Influential Business Leaders and the Wall Street Journal

This is a quick reprint of an article I posted yesterday on my site "Influential Business Thinkers – Are Gurus Evolving?

This is a quick reprint of an article I posted yesterday on my site “Influential Business Thinkers – Are Gurus Evolving?” 


Entrepreneurial and influential business thinkers have always been a
secret passion of mine. In addition to having amazing thoughts, you
have to have the business acumen to take action and reach results that
many people do not even perceive. The Wall Street Journal had this
article about a shift in how business leaders are changing- “New Breed of Business Gurus Rises

The way professionals (and researchers) define data is also of
extreme interest to me, especially when looking at how online
information is being passed back and forth through online communication
tools such as social media and search engines.

In the Wall Street Journal article, they ranked the gurus by a
fairly simple methodology “The ranking is based on Google hits, or
results mentioning the person when searched in Google, media mentions
in LexisNexis, and academic citations for 110 business “gurus” who
ranked high in the 2003 survey or have since won a significant
following. The thinkers were ranked in each area, the rankings were
summed, and those sums were ranked to create the final list.”

This idea is great from a historical perspective, but it is
ironically funny that the WSJ used such an out-dated way of searching
for gurus and thought leaders online. I am familiar with Google and
LexisNexis data indexing, and the academic citations for “gurus” is
pretty straight-forward…

Google is not the “end all, be all” of if you are a Guru or Thought-leader. Sure some people may
find information about you… but there are many reasons that someone may
have falsely inflated numbers in Google. For instance Bill Gates is on
the top five list, but if you count all the “hits” of Bill Gates
online, you don’t end up with just business guru mentions… you end up
with sites talking about his car and his photo of being arrested when
he was younger. Surely Bill Gates is a business guru, but the metrics
of his juvenile years throws the numbers off. (He is also the richest
man of who owns several search marketing companies that cannot manage
to push some criminal photos off his own search results for his
personal reputation.)

Along the same line of thinking as the WSJ, I started a series of articles called “Other Smart People
that includes individuals in my industry that are pre-qualified only by
my appreciation of the skills and expertise they share.

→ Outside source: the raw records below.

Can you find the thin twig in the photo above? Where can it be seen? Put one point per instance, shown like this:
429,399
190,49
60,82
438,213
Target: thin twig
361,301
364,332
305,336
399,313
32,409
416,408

While my qualifier and testing may be based only on personal
interpretations, I think that social media is pushing us farther and
farther away from scoring individuals based sheerly on metrics and
datasources online. Google itself is shifting over to more and more
algorithms that rank the popularity of specific personalities and
sites- which is abused fairly frequently by search marketers who don’t
“play nice”

In the instance of the Wall Street Journal list, I wonder if there
is anyone with my skillset manipulating the scoring system to merely
get on top of a list like that? The opening phrase for the WSJ article
is “Psychologists, journalists and celebrity chief executives crowd the
top of a ranking of influential business thinkers” and I have this gut
feeling that Psychologists and journalists ARE NOT on the top of the
influential list of gurus, and that people like Robert Scoble (FastCompany blogger) and Seth Godin
(Best Selling Author, Speaker) who are influencing hundreds of
thousands of business professionals every day should be on that list.